PPM has many benefits that lend well to such decision-making scenarios. Key benefits include:
- Accessibility: Real-time access and visibility to information across projects minimize cost and schedule delays and expedite the decision-making process.
- Optimized productivity: By taking a big picture approach, PPM makes it easier to identify areas where productivity can be optimized. For example, using PPM, we can answer questions such as, what are the optimal modes of transport to take inventory to the site? Can we rotate shifts between resources to produce more output?
- Improved quality: Although the main goal of PPM is to select the right set of projects that bring maximum ROI to the company, its integrated approach indirectly translates to high quality of service. As a result, you see increased customer satisfaction.
Enterprise Project Performance for Construction
To implement all the best practices of portfolio management, we need an integrated tool that brings together the various aspects involved in construction.

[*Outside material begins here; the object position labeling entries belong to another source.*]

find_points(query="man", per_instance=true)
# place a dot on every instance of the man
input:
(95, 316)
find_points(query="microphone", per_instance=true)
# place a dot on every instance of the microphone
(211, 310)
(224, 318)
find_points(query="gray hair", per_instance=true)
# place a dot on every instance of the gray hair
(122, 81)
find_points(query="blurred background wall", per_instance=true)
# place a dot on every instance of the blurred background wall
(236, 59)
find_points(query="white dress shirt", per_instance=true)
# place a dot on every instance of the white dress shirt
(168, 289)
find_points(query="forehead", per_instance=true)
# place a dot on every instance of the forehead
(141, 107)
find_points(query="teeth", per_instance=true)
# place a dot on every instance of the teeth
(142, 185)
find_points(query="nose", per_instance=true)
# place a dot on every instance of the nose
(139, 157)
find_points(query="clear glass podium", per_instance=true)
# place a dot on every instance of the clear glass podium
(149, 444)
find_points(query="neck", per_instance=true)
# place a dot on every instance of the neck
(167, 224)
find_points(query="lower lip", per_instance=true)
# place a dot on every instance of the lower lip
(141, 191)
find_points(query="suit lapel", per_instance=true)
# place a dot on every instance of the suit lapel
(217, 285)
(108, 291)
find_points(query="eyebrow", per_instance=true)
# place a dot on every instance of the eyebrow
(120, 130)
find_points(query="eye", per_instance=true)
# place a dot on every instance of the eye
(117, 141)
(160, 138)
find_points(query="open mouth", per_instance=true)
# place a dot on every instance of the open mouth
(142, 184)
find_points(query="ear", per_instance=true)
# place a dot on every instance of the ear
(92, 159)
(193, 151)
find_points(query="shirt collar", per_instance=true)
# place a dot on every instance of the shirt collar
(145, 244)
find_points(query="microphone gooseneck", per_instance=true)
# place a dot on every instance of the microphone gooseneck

Enterprise Project Performance offers that with a single platform that unifies portfolios, project controls, and contract management.
EcoSys is a centralized hub that can be used throughout the lifecycle of a construction project. EcoSys supports the necessary processes during design, planning, budgeting, and engineering to execution, risk management, quality assurance, and project closeout.
For more resources, check:
EcoSys for Project Portfolio Management
EcoSys for Project Controls & Project Management
One thought on “Benefits of Construction Project Portfolio Management”
This post was truly worthwhile to read. I wanted to say thank you for the key points you have pointed out as they are enlightening.
Accordingly, “construction project management” can be defined as the direction, regulation and supervision of a project from conception, development to completion. Its ultimate goal is the full satisfaction of its client both in terms of functionality and budget. The main idea of construction project management is relatively connected to technical parameters such as budget and execution. It also requires a firm and open communication between stakeholders, contractors and the community.